Ephemeral znodes are similar to persistent znodes — they can be nested under persistent znodes and they can be tagged with data — however they can not have znodes nested under them. If a znode is ephemeral, it will always be a leaf node of the tree. Ephemeral nodes give ZooKeeper its fault detection power in distributed systems. Ephemeral nodes are only existant for the duration of a client’s connection. Once the client’s connection is lost, the ephemeral nodes are deleted.
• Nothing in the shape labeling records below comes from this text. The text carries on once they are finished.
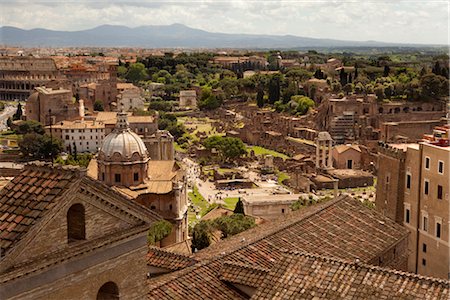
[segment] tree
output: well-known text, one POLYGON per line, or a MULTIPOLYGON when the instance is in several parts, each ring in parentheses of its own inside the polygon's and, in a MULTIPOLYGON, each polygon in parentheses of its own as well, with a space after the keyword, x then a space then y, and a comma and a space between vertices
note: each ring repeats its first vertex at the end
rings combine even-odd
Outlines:
POLYGON ((78 151, 77 151, 77 144, 75 142, 73 142, 73 158, 75 160, 78 160, 78 151))
POLYGON ((351 92, 353 92, 354 89, 354 85, 353 83, 347 83, 346 85, 344 85, 344 87, 342 88, 342 90, 345 92, 346 95, 350 94, 351 92))
POLYGON ((255 227, 255 219, 243 214, 232 214, 231 216, 223 216, 213 221, 213 227, 222 232, 222 238, 235 235, 255 227))
POLYGON ((211 244, 213 231, 211 225, 211 222, 207 220, 201 220, 195 224, 194 229, 192 230, 192 252, 206 248, 211 244))
POLYGON ((213 135, 203 140, 203 146, 209 151, 212 149, 219 150, 222 147, 222 140, 223 137, 220 135, 213 135))
POLYGON ((35 159, 48 159, 57 157, 63 149, 62 141, 51 138, 48 134, 28 133, 19 142, 19 148, 23 156, 35 159))
MULTIPOLYGON (((119 60, 119 63, 120 63, 120 60, 119 60)), ((117 75, 120 78, 125 78, 127 72, 128 72, 128 69, 125 66, 119 64, 119 66, 117 67, 117 75)))
POLYGON ((216 149, 225 160, 235 159, 247 153, 242 140, 234 137, 213 135, 203 141, 203 146, 208 150, 216 149))
POLYGON ((21 120, 22 119, 22 115, 23 115, 23 111, 22 111, 22 104, 17 104, 17 110, 13 115, 13 121, 15 120, 21 120))
POLYGON ((386 98, 386 95, 384 94, 384 86, 382 84, 377 84, 377 86, 374 88, 375 95, 377 95, 378 100, 383 100, 386 98))
POLYGON ((38 121, 31 120, 20 122, 16 132, 18 134, 36 133, 42 135, 45 133, 45 129, 38 121))
POLYGON ((95 111, 104 111, 103 102, 101 100, 95 100, 94 110, 95 111))
POLYGON ((223 216, 214 220, 202 220, 192 230, 193 252, 208 247, 211 244, 212 234, 216 230, 222 232, 222 238, 241 233, 255 227, 255 219, 243 214, 223 216))
POLYGON ((172 232, 172 224, 169 221, 161 220, 153 223, 147 233, 147 241, 150 245, 155 245, 172 232))
POLYGON ((223 138, 220 151, 226 160, 236 159, 247 154, 247 149, 242 140, 234 137, 223 138))
POLYGON ((303 68, 292 68, 286 73, 286 77, 292 78, 297 84, 310 79, 311 76, 312 73, 303 68))
POLYGON ((258 89, 258 93, 256 94, 256 105, 259 108, 264 106, 264 90, 262 88, 258 89))
POLYGON ((74 156, 69 154, 69 155, 67 155, 66 159, 63 159, 61 156, 59 156, 55 160, 55 163, 60 164, 60 165, 82 166, 84 168, 87 168, 87 166, 89 165, 89 162, 92 159, 92 156, 93 155, 90 153, 78 154, 77 159, 75 159, 74 156))
POLYGON ((383 77, 388 77, 389 76, 389 72, 391 72, 391 68, 389 68, 388 65, 384 66, 383 77))
POLYGON ((242 214, 244 215, 244 203, 242 203, 241 198, 239 197, 238 202, 236 202, 236 207, 233 211, 235 214, 242 214))
POLYGON ((431 69, 431 72, 433 72, 435 75, 442 75, 441 74, 441 65, 438 61, 434 64, 434 67, 431 69))
POLYGON ((148 73, 145 65, 142 63, 131 64, 125 78, 135 84, 139 81, 146 80, 148 78, 148 73))
POLYGON ((448 95, 448 79, 433 73, 422 76, 419 80, 422 97, 436 99, 448 95))
POLYGON ((273 75, 269 80, 269 103, 280 100, 280 75, 273 75))
POLYGON ((315 105, 315 102, 306 96, 292 96, 291 102, 295 102, 297 104, 295 111, 299 115, 305 115, 308 110, 315 105))
POLYGON ((198 102, 198 107, 201 110, 212 110, 220 107, 222 102, 220 99, 213 94, 212 90, 207 87, 203 87, 200 100, 198 102))

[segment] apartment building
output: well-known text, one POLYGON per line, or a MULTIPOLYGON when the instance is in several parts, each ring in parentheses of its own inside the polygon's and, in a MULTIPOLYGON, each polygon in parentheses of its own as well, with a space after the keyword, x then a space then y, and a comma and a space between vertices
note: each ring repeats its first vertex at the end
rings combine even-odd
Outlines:
POLYGON ((408 270, 450 278, 449 126, 418 144, 380 144, 376 207, 409 229, 408 270))
MULTIPOLYGON (((46 131, 50 132, 50 126, 46 131)), ((105 124, 95 120, 63 121, 52 125, 51 132, 62 140, 68 153, 96 153, 105 137, 105 124)))

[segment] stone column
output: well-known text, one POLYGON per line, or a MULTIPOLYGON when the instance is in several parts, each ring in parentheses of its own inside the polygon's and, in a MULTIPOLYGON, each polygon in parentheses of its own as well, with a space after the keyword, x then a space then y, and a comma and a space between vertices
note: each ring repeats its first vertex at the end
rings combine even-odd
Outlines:
POLYGON ((326 156, 327 156, 327 144, 326 144, 326 142, 324 141, 324 142, 322 142, 321 143, 322 145, 321 145, 321 151, 322 151, 322 166, 324 167, 324 168, 326 168, 326 166, 327 166, 327 158, 326 158, 326 156))
POLYGON ((331 140, 328 141, 328 165, 327 165, 328 168, 333 167, 333 160, 331 157, 331 144, 332 144, 332 141, 331 140))
POLYGON ((319 141, 316 140, 316 168, 320 168, 320 149, 319 141))

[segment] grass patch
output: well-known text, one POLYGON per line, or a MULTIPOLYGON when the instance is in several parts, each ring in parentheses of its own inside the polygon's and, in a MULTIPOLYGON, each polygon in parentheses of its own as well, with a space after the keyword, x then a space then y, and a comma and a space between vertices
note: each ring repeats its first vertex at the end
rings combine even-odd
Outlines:
POLYGON ((219 174, 223 175, 225 173, 238 173, 239 171, 236 169, 219 168, 219 169, 217 169, 217 172, 219 172, 219 174))
POLYGON ((236 208, 236 203, 239 201, 238 197, 229 197, 223 199, 223 202, 225 202, 225 207, 231 210, 234 210, 236 208))
POLYGON ((272 155, 273 157, 281 157, 282 159, 288 159, 289 156, 286 154, 273 151, 270 149, 266 149, 264 147, 260 146, 247 146, 247 152, 250 153, 250 151, 253 150, 255 152, 255 155, 261 156, 261 155, 272 155))
MULTIPOLYGON (((190 192, 188 194, 188 197, 191 200, 194 208, 199 212, 200 216, 203 216, 208 210, 209 203, 200 194, 197 186, 194 186, 194 188, 192 189, 192 192, 190 192)), ((195 212, 189 211, 188 220, 189 220, 189 223, 193 223, 193 222, 197 221, 195 212)))
POLYGON ((197 134, 197 132, 204 132, 209 135, 220 135, 220 133, 212 127, 213 120, 209 118, 178 117, 178 122, 188 129, 194 129, 192 132, 193 135, 197 134))
POLYGON ((173 148, 175 149, 176 152, 187 153, 187 149, 181 148, 180 145, 178 145, 177 142, 173 143, 173 148))
POLYGON ((284 172, 279 172, 278 173, 278 183, 279 184, 283 184, 283 181, 286 179, 291 178, 288 174, 284 173, 284 172))

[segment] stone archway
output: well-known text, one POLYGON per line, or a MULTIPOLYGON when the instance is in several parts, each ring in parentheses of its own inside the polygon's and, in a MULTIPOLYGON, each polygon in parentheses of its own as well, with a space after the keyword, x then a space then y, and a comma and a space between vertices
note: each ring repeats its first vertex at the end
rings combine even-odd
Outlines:
POLYGON ((86 239, 84 206, 77 203, 67 211, 67 240, 70 243, 84 239, 86 239))
POLYGON ((119 287, 112 281, 108 281, 100 287, 97 293, 97 300, 117 300, 119 299, 119 287))

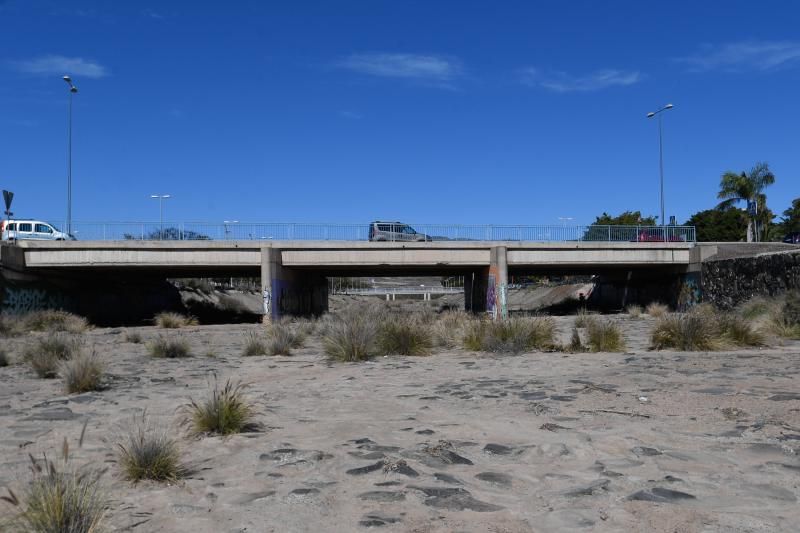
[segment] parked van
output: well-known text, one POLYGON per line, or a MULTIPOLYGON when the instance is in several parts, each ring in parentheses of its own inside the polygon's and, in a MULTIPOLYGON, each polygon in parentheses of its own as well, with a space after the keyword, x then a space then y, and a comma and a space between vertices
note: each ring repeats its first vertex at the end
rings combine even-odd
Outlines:
POLYGON ((74 241, 75 237, 41 220, 0 220, 0 240, 74 241))

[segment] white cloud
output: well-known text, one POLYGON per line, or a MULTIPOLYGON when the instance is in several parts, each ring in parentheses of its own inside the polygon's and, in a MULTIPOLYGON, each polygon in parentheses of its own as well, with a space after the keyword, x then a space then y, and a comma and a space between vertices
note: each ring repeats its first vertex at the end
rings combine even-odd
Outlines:
POLYGON ((566 72, 543 72, 536 68, 520 70, 522 82, 536 87, 544 87, 559 93, 589 92, 609 87, 624 87, 641 81, 638 71, 615 69, 597 70, 585 76, 573 76, 566 72))
POLYGON ((353 54, 336 66, 386 78, 405 78, 429 82, 448 82, 461 74, 458 61, 435 55, 418 54, 353 54))
POLYGON ((46 76, 68 74, 75 77, 102 78, 110 74, 109 70, 103 65, 82 57, 47 55, 26 61, 18 61, 16 65, 23 72, 46 76))
POLYGON ((703 45, 694 54, 678 58, 693 71, 769 70, 789 64, 800 64, 800 42, 742 41, 703 45))

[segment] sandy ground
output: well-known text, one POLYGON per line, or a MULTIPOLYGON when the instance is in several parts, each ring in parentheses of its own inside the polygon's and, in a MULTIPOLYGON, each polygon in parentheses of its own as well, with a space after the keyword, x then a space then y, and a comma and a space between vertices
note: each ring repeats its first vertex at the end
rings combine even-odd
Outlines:
MULTIPOLYGON (((565 339, 572 320, 557 318, 565 339)), ((196 355, 182 360, 93 330, 107 390, 65 396, 0 368, 0 486, 20 492, 27 454, 74 447, 88 419, 75 458, 109 466, 117 531, 797 531, 800 343, 649 352, 650 319, 617 320, 629 353, 360 364, 328 362, 313 338, 292 357, 244 358, 256 325, 132 328, 185 336, 196 355), (130 417, 177 424, 213 375, 249 384, 263 429, 181 436, 189 478, 123 481, 114 441, 130 417)), ((2 342, 16 353, 30 338, 2 342)))

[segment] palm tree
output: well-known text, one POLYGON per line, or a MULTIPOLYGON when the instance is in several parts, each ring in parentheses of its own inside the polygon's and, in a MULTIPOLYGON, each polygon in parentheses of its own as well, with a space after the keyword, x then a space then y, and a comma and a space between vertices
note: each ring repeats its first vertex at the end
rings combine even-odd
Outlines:
MULTIPOLYGON (((717 198, 723 201, 719 203, 718 208, 723 209, 739 202, 747 202, 747 242, 760 240, 758 222, 764 222, 764 215, 767 214, 767 195, 763 191, 773 183, 775 175, 770 172, 766 163, 756 163, 750 172, 741 174, 728 171, 720 179, 717 198)), ((762 230, 766 225, 762 224, 762 230)))

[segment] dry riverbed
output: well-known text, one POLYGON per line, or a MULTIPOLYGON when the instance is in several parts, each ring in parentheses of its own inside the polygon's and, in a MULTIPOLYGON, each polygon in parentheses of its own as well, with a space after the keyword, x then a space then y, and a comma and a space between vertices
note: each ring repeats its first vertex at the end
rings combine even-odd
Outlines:
MULTIPOLYGON (((556 320, 568 340, 574 319, 556 320)), ((796 531, 800 343, 652 352, 652 320, 616 320, 627 353, 349 364, 314 336, 291 357, 243 357, 256 325, 95 329, 106 390, 66 396, 0 368, 0 487, 24 492, 28 454, 66 437, 79 463, 109 467, 116 531, 796 531), (183 336, 194 357, 152 359, 125 331, 183 336), (182 433, 179 407, 214 376, 248 385, 258 432, 182 433), (145 409, 181 435, 186 479, 121 479, 114 443, 145 409)), ((2 342, 14 356, 34 335, 2 342)))

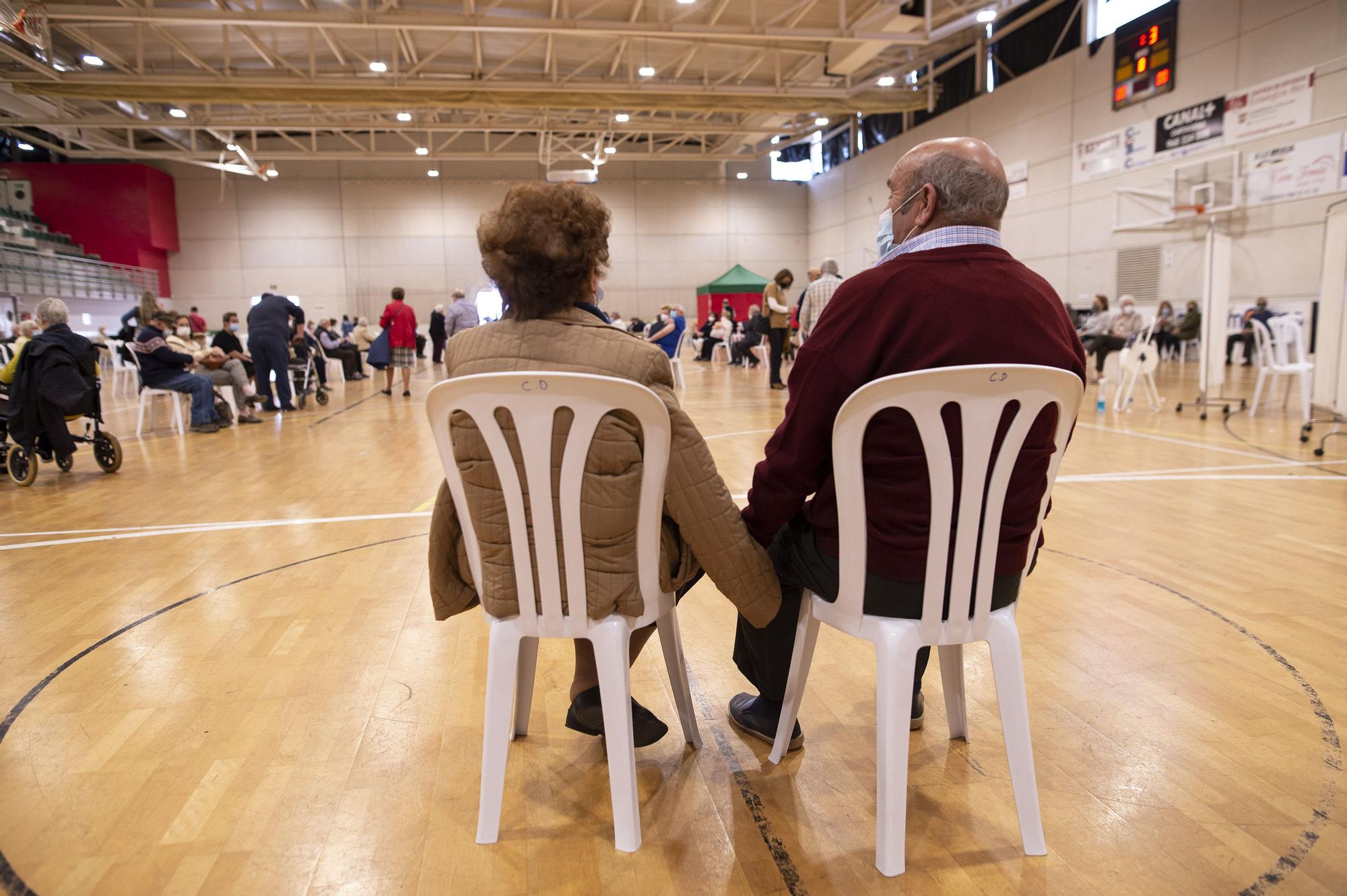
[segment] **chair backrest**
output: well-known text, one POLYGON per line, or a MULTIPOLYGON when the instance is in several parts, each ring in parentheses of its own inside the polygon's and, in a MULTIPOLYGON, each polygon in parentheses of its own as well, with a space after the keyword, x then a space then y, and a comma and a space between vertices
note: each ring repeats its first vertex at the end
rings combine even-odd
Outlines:
POLYGON ((1249 324, 1254 328, 1254 354, 1258 355, 1249 361, 1257 361, 1259 367, 1276 367, 1277 354, 1274 351, 1272 330, 1263 322, 1254 320, 1253 318, 1249 319, 1249 324))
POLYGON ((1309 363, 1309 355, 1305 352, 1305 322, 1303 318, 1281 315, 1273 318, 1268 326, 1277 347, 1278 363, 1309 363))
MULTIPOLYGON (((991 608, 999 531, 1006 490, 1029 429, 1048 405, 1057 406, 1053 453, 1047 487, 1029 549, 1039 544, 1043 517, 1071 426, 1080 408, 1080 377, 1057 367, 1034 365, 973 365, 885 377, 857 389, 832 425, 832 475, 838 495, 841 576, 831 624, 859 634, 863 619, 866 535, 865 476, 861 444, 870 418, 886 408, 907 410, 916 422, 931 479, 929 544, 921 603, 921 634, 927 643, 982 640, 991 608), (991 451, 1006 405, 1018 402, 997 452, 990 478, 991 451), (954 457, 942 409, 959 410, 963 471, 959 505, 954 506, 954 457), (981 526, 979 526, 981 521, 981 526), (987 533, 978 544, 979 529, 987 533), (950 569, 950 531, 955 531, 948 622, 944 609, 946 570, 950 569), (974 577, 974 565, 978 576, 974 577), (973 618, 968 616, 970 601, 973 618)), ((1028 562, 1021 577, 1028 573, 1028 562)))
POLYGON ((455 377, 438 383, 426 397, 426 416, 454 498, 477 593, 481 595, 482 589, 482 557, 450 437, 449 421, 455 412, 473 418, 490 451, 509 522, 520 619, 525 626, 536 626, 539 635, 570 636, 577 626, 589 627, 581 490, 594 432, 603 416, 613 410, 625 410, 636 417, 645 447, 637 502, 636 565, 641 597, 649 608, 656 605, 661 593, 660 518, 671 440, 668 409, 659 396, 629 379, 547 370, 455 377), (502 408, 509 412, 519 437, 524 483, 519 480, 509 443, 496 418, 497 409, 502 408), (556 533, 552 517, 552 425, 563 408, 568 408, 574 418, 560 459, 562 531, 556 533), (533 513, 531 519, 524 511, 524 488, 528 490, 529 507, 546 509, 544 513, 533 513), (537 595, 529 556, 529 523, 537 554, 537 595), (568 619, 562 612, 559 557, 566 561, 568 619), (539 605, 541 613, 536 609, 539 605))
Persistent and ephemeral znode’s can be a part of an atomic sequence. These sequential nodes will be created with a monotonic number added to the end of their path. For example, if you were to create the sequential znode with the path /clients/server.mydomain.com-, it would be created as /clients/server.mydomain.com-0000000000, with the next node being created as having the sequence number of 0000000001 and so on. Sequences are always shared between sibling nodes.


The last basic feature of ZooKeeper is the ability to create watches. When using an API, a watch allows you to associate functionality and logic that is triggered upon a change in child elements in the tree. When paired with ephemeral nodes, watches make leader election algorithms and distributed locking services very easy.

Command Line Example

With just mere definitions, ZooKeeper can be a little bit difficult to understand. Here is an example of using the command line interface that showcases the basic components of ZooKeeper.

Once connected using zkCli, lets list the root path. We can see that only one znode exists, which is used by zookeeper. We will create a persistent znode named /groups and create a persistent znode under /groups with the name master-election. The last argument to the create command is the data attribute, for this example I am just using an empty string.

[zkClient] ls /
[zkClient] create /groups ''
 Created /groups
[zkClient] ls /
 [zookeeper, groups]
[zkClient] create /groups/all-servers ''
 Created /groups/all-servers
[zkClient] create /groups/master-election ''
 Created /groups/master-election
[zkClient] ls /groups
 [all-servers, master-election]


Now let’s create a sequenced ephemeral node under master-election on each of our clients.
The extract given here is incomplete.